Sadly though, adds Kadzitu, majority of these women keep their money in banks where they have either fixed or current accounts with monthly deposits of between Sh10, 000 and Sh20, 000.

Granted, putting your money in a bank is commendable, but is it a good option?

Kadzitu says compared to other investment tools, banks do not offer good returns.

“If you are saving and the returns don’t beat inflation, then you are actually losing in terms of the value of cash that you are holding,” he explains.

Consider this: If say you put Sh1 million in a bank account at an inflation rate of 10 percent then it means that at the end of the year you lose 10 percent of the value of the cash.

In value terms this means you loss about Sh100, 000.

He says there are more efficient vehicles such as mutual funds, equities or offshore investment that even the low-risk takers can look at.

He cites the offshore investments through which savvy investors can diversify their portfolio and adds that the entry levels for such securities are manageable and affordable for the average middle-class Kenyan.

Kadzitu says such investments present immense opportunities for investors to maximise their returns because the markets record single digit inflation rates have a wide range of products to invest in and investor-protection is much higher.

There are many firms that have been offering such products for close to 10 years but the uptake is still too low, a situation that is attributed to scepticism and a lack of knowledge on the benefits of such instruments.

Although a number of Kenyan investors are better-educated on investment matters now than they were a few years ago, there are still many people who have a rudimentary understanding of these securities.

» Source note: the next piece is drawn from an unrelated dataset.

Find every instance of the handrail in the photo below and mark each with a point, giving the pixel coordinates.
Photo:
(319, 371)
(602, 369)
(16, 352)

“There are still people who associate offshore investments with money laundering and corruption,” the consultant explains.

Mutual funds however have been a preserve of a few. But is cost a factor for the low uptake now?

Kadzitu says an emphatic no. Currently, there are providers who are offering funds that range from a minimum of Sh5000 to Sh1 million.

In order to know which vehicles to invest in, he says, investors should seek guidance from financial adviser to get the pros and cons of a particular product and give them unbiased opinions.

This, he says, would help people to avoid situations where many people have burnt their fingers by taking up loans to participate in Initial Public Offers.

Rule of thumb he says: “Do not take up loans to invest in securities especially equities unless you have the capacity to repay the loans with ease.”

As his advice to Kenyans, Kadzitu quotes William Shakespeare who said: “Take care of the pennies and the pounds will take care of themselves.”

Translated into Kenyan lingo it basically means that “if you are not making cents, you will never make shillings”.

He says a person who’s looking to make some money should always be on the look out for opportunities to invest, don’t be narrow-minded.

Kadzitu’s parting shot: “Formulate smart objectives and then follow the financial planning cycle to the letter.”